Maurice is only 21 at this stage, but already believes that he fits in with the safari lifestyle and older more experienced men in the group. He uses their language with ease, using terms like ‘spoor’ (meaning animal tracks or traces) and later on in the uprising ‘kraal’ (cattle enclosure) and ‘laager’ (mobile fort). This always makes me think of one of my favourite stories from Roald Dahl’s autobiography where he describes the strange language spoken by the strange breed of the ‘Empire Builder’ that is indecipherable to him as an outsider. I’m keeping a glossary of these terms and it is like I’m learning a new language! Maurice is also critical of other men who don’t fit in as well as he does. He talks of them leaving two men behind because one is afraid of lions and is a ‘nuisance and encumbrance, although he gave much amusement’.

On March 25th he hears that the natives have risen and murdered several Englishmen. Maurice’s excitement (not sure this is the right word given the threatening circumstances?) bubbles over and his writing in the diary becomes frantic and almost illegible. He joins an encampment in Gwelo and describes the inexperienced nature of his companions who are walking around with dangerously loaded rifles swinging about. One man accidentally shoots off his own hand, and another shoots his friend in the foot. The diary makes for strange reading. One minute he describes the day’s list of casualties and various amputations in his matter of fact reporting style, the next he describes the scores of the cricket games played between various encampments and musical concerts. It doesn’t appear that he ever leaves the laager, and does not have to fight or put himself in danger. I wonder if this is due to his status, or young age? He does have to patrol the laager, and on April 24th the Lieutenant accuses him of falling asleep on duty and neglecting his post. When he has reported other similar incidents, the accused men received heavy fines and many hours of hard labour. However, Maurice just has to call up one witness and his case was dismissed. This seems to be more evidence of his receiving preferential treatment!

There is much anticipation of a visit from Cecil Rhodes, who eventually rides into their encampment on May 5th. However, Maurice seems disappointed with him, stating that he is smaller and older than he imagined and his speech was quite inaudible to nearly everyone. It must be sad, but common, to be let down by your heroes when you meet them in the flesh!

On May 14th he is finally allowed to go out on a march and is glad to be out of Gwelo after being cooped up for so long.
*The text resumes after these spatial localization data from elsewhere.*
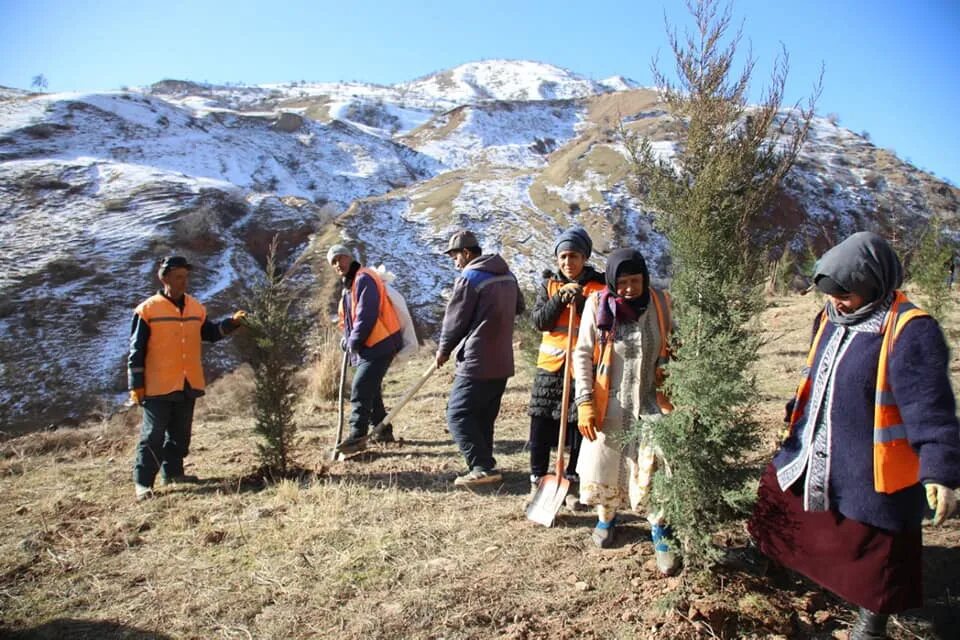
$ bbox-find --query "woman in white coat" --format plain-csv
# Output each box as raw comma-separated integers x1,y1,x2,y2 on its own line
572,248,679,575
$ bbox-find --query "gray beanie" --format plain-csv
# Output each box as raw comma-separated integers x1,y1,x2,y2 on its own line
326,244,353,264
553,226,592,259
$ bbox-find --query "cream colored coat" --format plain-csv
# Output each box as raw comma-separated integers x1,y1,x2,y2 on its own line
572,293,665,513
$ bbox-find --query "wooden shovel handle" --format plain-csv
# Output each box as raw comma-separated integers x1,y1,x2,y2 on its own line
555,302,577,476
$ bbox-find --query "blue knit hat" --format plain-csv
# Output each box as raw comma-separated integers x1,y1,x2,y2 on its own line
553,226,592,259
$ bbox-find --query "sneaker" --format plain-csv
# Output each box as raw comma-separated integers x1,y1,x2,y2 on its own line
135,484,154,502
565,494,588,512
160,474,200,486
719,543,769,575
651,524,682,576
530,474,545,487
369,422,395,443
336,432,368,455
592,518,616,548
453,468,503,487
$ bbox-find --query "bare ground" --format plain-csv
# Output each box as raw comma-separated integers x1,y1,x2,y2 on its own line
1,293,958,639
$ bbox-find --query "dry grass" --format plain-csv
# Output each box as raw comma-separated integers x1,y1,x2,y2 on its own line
2,292,959,639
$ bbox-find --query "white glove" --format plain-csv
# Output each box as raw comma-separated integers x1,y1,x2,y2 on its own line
925,483,957,525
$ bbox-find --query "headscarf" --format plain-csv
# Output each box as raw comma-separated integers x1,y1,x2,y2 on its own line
814,231,903,326
596,248,650,326
553,226,593,259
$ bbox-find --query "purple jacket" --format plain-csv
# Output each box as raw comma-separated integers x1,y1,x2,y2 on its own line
438,254,525,380
774,313,960,531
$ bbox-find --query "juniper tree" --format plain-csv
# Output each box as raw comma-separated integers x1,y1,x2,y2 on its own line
242,237,309,478
909,215,955,322
623,0,819,567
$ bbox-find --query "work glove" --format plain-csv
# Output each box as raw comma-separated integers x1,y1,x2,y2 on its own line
925,483,958,525
129,388,145,405
577,401,598,441
231,309,248,327
557,282,582,304
339,337,347,352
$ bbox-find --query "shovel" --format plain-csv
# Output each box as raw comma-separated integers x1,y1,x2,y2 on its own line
335,360,437,455
330,349,349,461
526,302,577,527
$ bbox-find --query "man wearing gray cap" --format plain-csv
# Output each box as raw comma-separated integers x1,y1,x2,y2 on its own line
436,230,525,487
328,244,403,454
128,255,247,501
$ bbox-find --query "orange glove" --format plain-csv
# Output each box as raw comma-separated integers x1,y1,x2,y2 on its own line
577,401,598,441
130,388,145,405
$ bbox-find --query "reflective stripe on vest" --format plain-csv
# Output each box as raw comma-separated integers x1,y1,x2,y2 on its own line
338,267,401,349
135,293,206,396
536,279,606,372
788,291,927,494
592,287,673,427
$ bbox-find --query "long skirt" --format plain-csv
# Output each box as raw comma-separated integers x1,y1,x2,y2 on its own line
748,463,922,614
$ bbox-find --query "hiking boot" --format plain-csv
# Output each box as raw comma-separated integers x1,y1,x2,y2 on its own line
369,422,395,443
335,435,368,456
453,468,503,488
160,474,200,486
591,518,616,548
651,524,682,576
849,607,889,640
135,483,154,502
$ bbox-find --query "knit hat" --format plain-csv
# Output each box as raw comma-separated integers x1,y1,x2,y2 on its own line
326,244,353,264
553,226,592,259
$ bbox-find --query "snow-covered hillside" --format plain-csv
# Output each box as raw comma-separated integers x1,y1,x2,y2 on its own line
0,59,956,431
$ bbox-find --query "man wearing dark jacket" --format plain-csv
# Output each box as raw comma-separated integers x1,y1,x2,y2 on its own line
436,230,525,487
329,244,403,454
128,255,246,501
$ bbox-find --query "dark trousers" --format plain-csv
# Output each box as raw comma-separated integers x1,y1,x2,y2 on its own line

I’m struck by the contrast in the way he views the native people before and during the conflict. Before the uprising, Egerton takes photos of ‘natives’ playing instruments and dancing is interested in their lifestyles. During the uprising he makes derogatory comments about the now re-named ‘niggers’, who are very much the enemy, and takes part in pulling down their huts and looting their kraals. I’ve been interested reading through the diaries about his descriptions of the habits and customs of native peoples. He holds so many superstitions and false opinions about them- such as believing that if a black person bites you it causes fingers to drop off, and even that they don’t need as much sleep as he does. It can be a bit uncomfortable reading these clearly racist comments- but to Maurice these opinions were part of a general way of life.

After marching to Bulowayo, the conflict ends for Maurice on May 31st, just 68 days after it started. On this day he could be found at the silver grill dining on welsh rarebit and potatoes, almost as if nothing had ever happened.